As we alluded to above, systemic oversight does not supplant, but rather integrates existing regulatory practices. Also importantly, its six normative features draw on approaches that are already under discussion in various domains of health research – from biobanking governance to genomics. What systemic oversight intends to achieve is not new forms of legally mandated procedures to replace informed consent and ethics review boards. Rather we seek to provide a normative reference framework for the emergence of new or improved oversight tools that better correspond to the changing reality of health research. Systemic oversight can thus produce normative alignment of regulatory practices around a coherent set of principles. This is expected to reinforce public trust in data intense health research as a responsible and accountable scientific activity.

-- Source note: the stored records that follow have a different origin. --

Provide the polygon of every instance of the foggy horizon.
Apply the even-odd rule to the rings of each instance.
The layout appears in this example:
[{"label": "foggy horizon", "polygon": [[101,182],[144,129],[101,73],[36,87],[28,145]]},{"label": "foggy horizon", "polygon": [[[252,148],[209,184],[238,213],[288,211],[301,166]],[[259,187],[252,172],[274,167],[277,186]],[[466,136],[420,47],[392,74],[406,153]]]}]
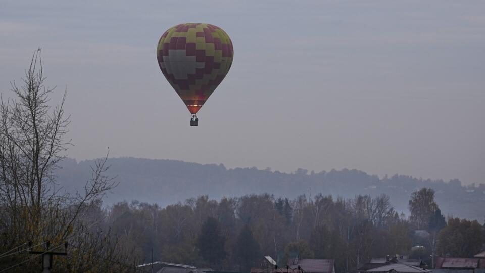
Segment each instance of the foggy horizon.
[{"label": "foggy horizon", "polygon": [[[12,97],[41,48],[53,103],[67,85],[77,160],[109,147],[114,157],[485,182],[483,3],[275,3],[5,1],[0,91]],[[187,22],[221,27],[234,49],[197,128],[155,52]]]}]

The principles of systemic oversight are relevant across the board, that is, at any given phase of the research pipeline, from the planning of a study protocol, to the publication of results, up to the sharing of data with other research groups. More work is needed in order to move from systemic oversight principles to accountable oversight mechanisms. In particular funders, academic institutions and scientific societies are called upon to develop guidelines to help researchers align with such principles. New or refined oversight instruments such as assessment tools, standardized procedures and ad hoc bodies will need to be created.
When the Belmont Report was translated into regulatory standards for clinical research, stakeholders had a way to know in advance what to do, and to plan their research activities accordingly. This has greatly benefited research, both in organizational terms and in building trust around the research enterprise. Systemic Oversight needs not be turned into a set of binding norms. But if the six principles described above are translated into stable oversight practices, precision medicine, precision oncology and data-oriented health research can hope for the same payoff both in terms of process management and public support.